In the world of high finance and hedge funds, you can buy “insurance” on just about anything. The recent Caesars bankruptcy filing is an instructive case in point, both in terms of the process of buying and selling credit default swaps (default insurance) and how the process can be influenced, if not directly manipulated, by key players.
It’s all about the timing
It turns out that with the recent Caesars bankruptcy filing, the question was not if, but when. Almost all of the parties involved were reasonably certain Caesars was going to end up in bankruptcy, the question was when. A related question who was going to lose the game of musical chairs between Caesars debtors and management as the company transferred assets around to maximize residual value after the reorganization.

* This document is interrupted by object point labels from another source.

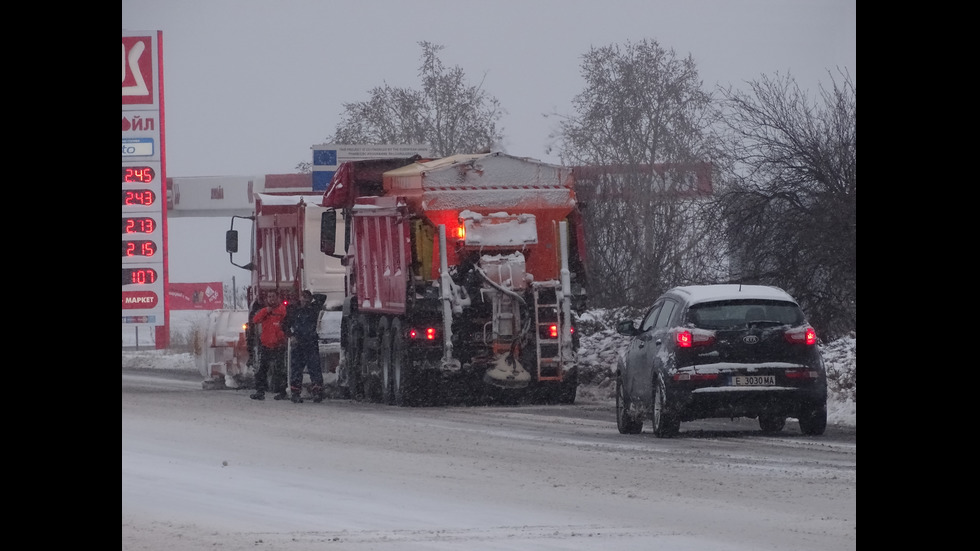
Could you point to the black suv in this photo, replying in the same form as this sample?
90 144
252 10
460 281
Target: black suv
706 351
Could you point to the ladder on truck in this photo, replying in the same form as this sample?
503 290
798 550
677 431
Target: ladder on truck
550 334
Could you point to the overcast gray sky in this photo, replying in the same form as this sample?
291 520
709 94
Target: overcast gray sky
251 85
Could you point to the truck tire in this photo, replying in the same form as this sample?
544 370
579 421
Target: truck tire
352 358
369 364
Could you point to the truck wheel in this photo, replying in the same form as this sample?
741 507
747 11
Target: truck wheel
352 355
665 424
625 421
369 364
384 359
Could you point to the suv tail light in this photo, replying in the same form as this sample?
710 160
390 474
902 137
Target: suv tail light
801 335
429 333
690 338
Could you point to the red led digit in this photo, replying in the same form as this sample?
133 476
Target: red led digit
138 174
133 197
139 276
138 225
139 248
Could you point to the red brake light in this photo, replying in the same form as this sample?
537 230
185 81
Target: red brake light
687 339
429 333
802 335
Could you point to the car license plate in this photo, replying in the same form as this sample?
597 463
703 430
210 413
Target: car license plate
755 380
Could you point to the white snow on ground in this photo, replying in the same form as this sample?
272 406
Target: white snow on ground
598 352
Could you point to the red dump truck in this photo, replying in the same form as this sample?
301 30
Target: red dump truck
463 278
284 258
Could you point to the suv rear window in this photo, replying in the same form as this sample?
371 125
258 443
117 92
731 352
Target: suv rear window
735 313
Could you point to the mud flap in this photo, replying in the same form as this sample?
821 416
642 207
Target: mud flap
507 373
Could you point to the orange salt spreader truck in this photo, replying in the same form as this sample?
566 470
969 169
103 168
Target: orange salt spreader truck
464 277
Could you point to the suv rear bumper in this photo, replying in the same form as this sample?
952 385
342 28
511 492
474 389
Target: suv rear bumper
745 402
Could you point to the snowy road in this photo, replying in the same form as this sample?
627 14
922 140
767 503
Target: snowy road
216 470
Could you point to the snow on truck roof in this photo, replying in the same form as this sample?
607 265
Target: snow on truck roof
288 200
706 293
466 171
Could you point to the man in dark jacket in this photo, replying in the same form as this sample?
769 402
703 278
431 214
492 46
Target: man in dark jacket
300 325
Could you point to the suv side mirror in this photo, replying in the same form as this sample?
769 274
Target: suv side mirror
231 241
627 328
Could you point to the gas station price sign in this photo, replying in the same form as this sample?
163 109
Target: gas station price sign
143 181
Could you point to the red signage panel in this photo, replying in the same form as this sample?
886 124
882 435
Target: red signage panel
139 300
196 296
137 70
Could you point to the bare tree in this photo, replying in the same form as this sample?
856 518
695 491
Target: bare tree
446 113
642 107
790 201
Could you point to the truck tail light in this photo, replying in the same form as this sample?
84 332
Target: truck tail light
688 339
801 335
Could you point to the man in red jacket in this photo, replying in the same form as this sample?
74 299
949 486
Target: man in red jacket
272 349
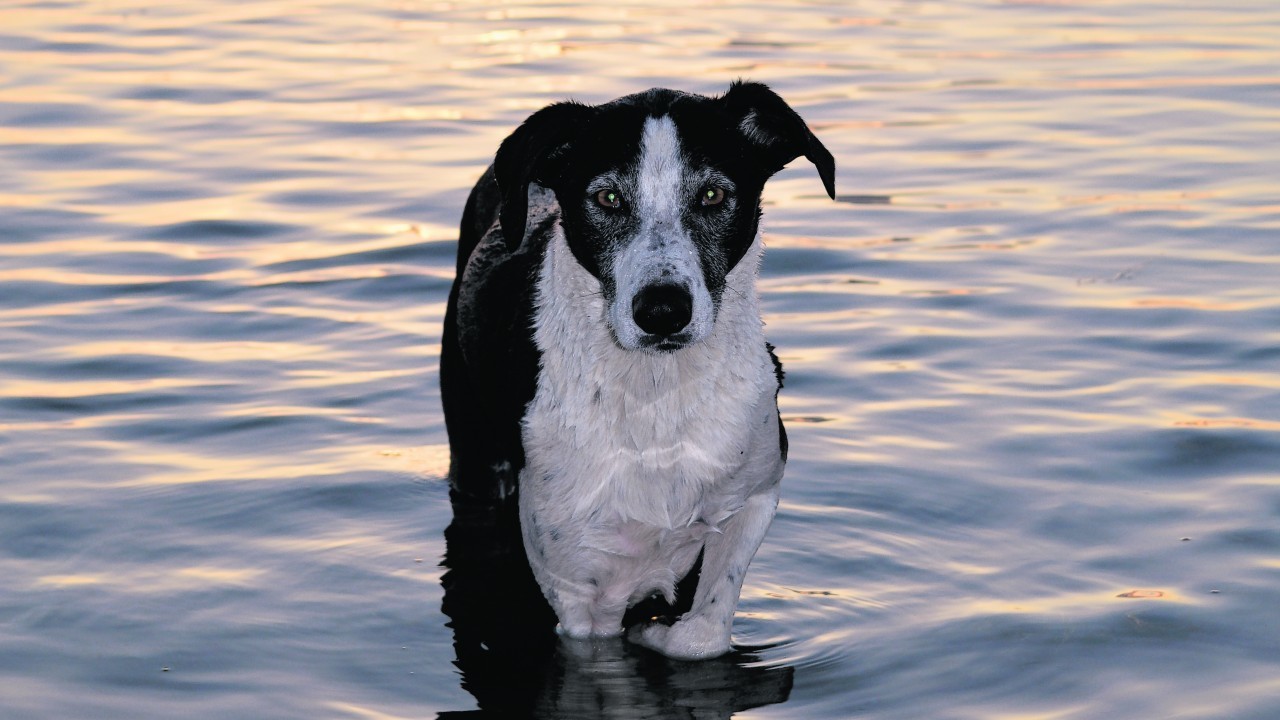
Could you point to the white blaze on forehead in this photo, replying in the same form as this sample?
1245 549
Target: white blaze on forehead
662 249
659 176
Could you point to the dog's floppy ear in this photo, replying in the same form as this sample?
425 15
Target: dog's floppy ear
522 158
773 128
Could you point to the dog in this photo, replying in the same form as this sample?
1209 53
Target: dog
603 355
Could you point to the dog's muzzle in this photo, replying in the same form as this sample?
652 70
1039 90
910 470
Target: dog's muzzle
662 311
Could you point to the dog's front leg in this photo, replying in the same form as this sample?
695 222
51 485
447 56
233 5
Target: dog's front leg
704 630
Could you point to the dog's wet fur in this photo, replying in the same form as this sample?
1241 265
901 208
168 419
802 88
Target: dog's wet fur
604 363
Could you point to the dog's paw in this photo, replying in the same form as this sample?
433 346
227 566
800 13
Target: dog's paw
690 638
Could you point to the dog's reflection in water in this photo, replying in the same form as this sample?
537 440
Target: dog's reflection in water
516 666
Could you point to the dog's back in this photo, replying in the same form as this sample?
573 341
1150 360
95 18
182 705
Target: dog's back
604 352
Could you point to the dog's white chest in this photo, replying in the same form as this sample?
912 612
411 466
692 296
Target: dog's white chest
635 434
634 456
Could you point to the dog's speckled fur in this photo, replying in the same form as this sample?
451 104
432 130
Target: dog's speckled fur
631 452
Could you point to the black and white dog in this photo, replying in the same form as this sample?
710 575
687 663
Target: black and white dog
603 351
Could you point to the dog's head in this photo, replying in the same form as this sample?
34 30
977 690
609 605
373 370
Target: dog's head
659 196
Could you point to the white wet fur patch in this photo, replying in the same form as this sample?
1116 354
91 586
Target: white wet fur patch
662 247
634 459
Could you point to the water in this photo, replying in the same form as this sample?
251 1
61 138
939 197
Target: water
1033 392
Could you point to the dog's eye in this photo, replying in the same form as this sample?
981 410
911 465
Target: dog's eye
611 199
712 196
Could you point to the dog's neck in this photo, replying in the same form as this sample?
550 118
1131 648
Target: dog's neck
682 417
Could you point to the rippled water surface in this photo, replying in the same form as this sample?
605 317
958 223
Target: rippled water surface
1033 358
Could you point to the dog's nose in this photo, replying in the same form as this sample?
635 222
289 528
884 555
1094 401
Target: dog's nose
662 309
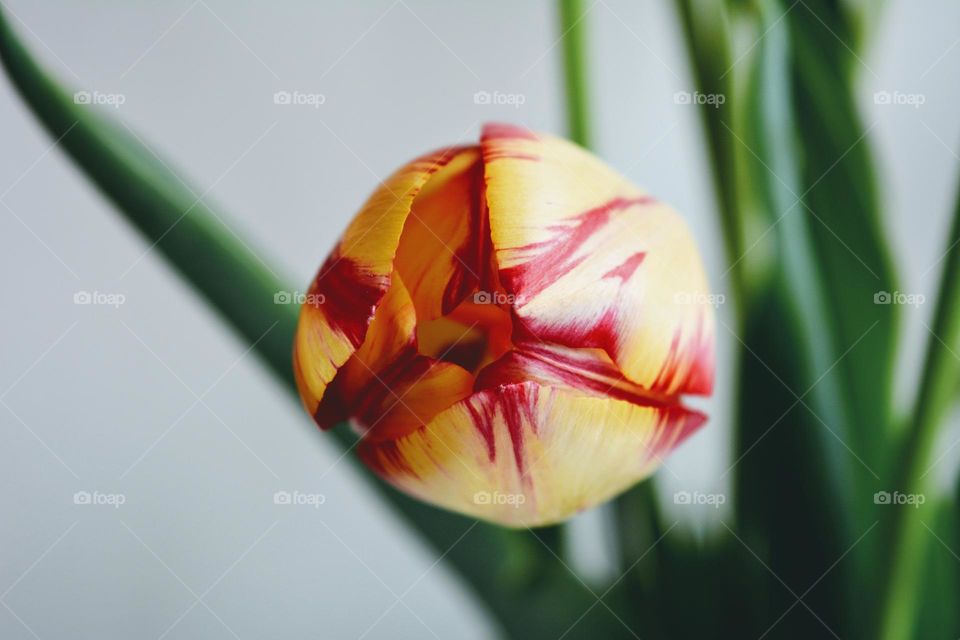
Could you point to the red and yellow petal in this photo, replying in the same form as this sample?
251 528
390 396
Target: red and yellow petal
527 455
445 254
353 280
594 262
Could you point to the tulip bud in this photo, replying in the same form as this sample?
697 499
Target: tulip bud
511 327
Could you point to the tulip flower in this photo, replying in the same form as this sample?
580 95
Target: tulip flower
511 327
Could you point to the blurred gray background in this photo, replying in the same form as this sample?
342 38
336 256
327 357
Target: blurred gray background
154 404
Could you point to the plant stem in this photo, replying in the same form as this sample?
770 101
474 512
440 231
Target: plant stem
572 23
937 390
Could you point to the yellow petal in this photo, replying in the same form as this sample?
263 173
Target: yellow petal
595 262
353 280
526 455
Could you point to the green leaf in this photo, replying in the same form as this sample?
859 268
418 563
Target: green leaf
510 572
907 531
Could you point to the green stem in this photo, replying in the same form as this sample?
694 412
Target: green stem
938 384
572 23
706 32
497 563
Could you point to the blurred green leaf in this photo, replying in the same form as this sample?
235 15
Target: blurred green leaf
907 530
938 615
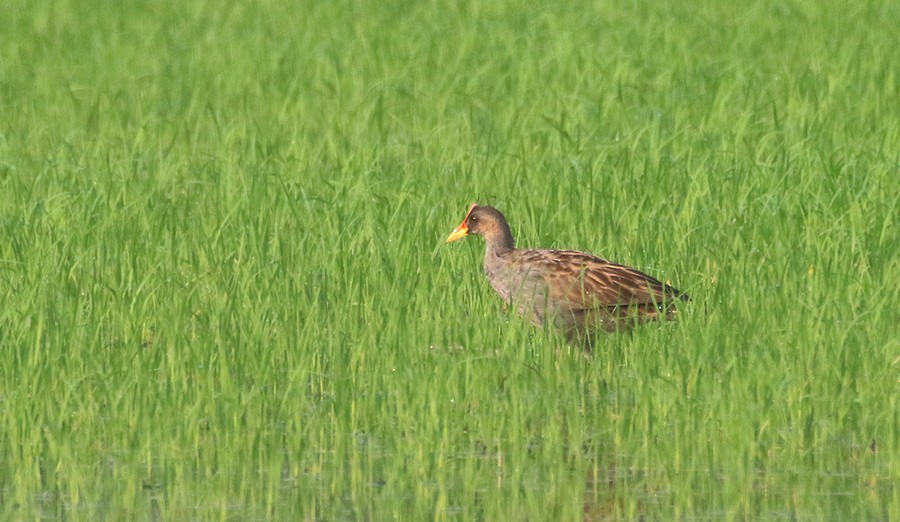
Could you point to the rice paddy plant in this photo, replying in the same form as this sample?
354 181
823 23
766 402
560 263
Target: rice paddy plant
226 293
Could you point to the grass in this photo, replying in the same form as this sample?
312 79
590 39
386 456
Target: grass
225 293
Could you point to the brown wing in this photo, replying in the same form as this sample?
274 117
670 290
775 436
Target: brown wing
581 281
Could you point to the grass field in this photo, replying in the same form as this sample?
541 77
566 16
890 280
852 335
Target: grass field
225 293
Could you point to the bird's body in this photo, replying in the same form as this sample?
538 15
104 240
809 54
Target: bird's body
576 292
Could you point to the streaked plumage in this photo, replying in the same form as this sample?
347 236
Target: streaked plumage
577 292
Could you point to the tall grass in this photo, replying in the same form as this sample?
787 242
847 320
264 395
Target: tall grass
225 293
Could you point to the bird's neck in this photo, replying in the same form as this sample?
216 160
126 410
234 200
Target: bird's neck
500 240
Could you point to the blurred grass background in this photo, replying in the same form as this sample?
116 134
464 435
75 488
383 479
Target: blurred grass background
225 293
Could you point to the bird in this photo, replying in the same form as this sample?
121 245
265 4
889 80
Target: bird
575 292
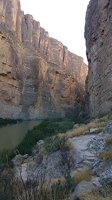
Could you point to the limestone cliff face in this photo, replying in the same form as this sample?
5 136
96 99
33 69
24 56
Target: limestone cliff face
98 34
39 77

It turns out the answer to the first question was sooner rather than later, and that was perfectly fine by Paul Singer and Elliott as they held a substantial position in Caesars CDS sold by Blackstone’s GSO group. The answer to the second question is till up in the air and is likely to be settled in court.
Elliott Management: Complex interactions between bondholders and debtors in Caesars bankruptcy filing
Caesars and its private-equity backer, Apollo Global Management, have been talking with creditors for over a year, and tried to negotiate a bankruptcy plan with some of them over the summer. And as a number of the funds trading Caesars CDS also own the firm’s debt, they have been participating in the bankruptcy talks.
Blackstone’s GSO is the owner Caesars bank loans and supported Apollo’s reshuffling of Caesars’s assets in the first half of 2014. More recently, Apollo has been bargaining separately with bondholders, including Elliott Management, and GSO, noted people familiar with the talks. The key point of disagreement was when the company would actually file for bankruptcy.
The senior bondholders that recently agreed to support Apollo’s plans (including Elliott) required a guarantee Caesars would put the unit in bankruptcy protection by Jan. 15 for their support. According to a source close to Elliott Management, the bondholders wanted a deadline to stop Apollo from transferring further assets or cash and to trigger a default event before the CDS contracts they owned expired in March.
Loan holders including GSO had also been in talks with Apollo, but broke off negotiations in mid-December. They were angry with Apollo’s negotiating style and the terms it offered, and hoped that withholding their support would pressure management to postpone bankruptcy until after the CDS contracts they had sold expired, but that did not happen.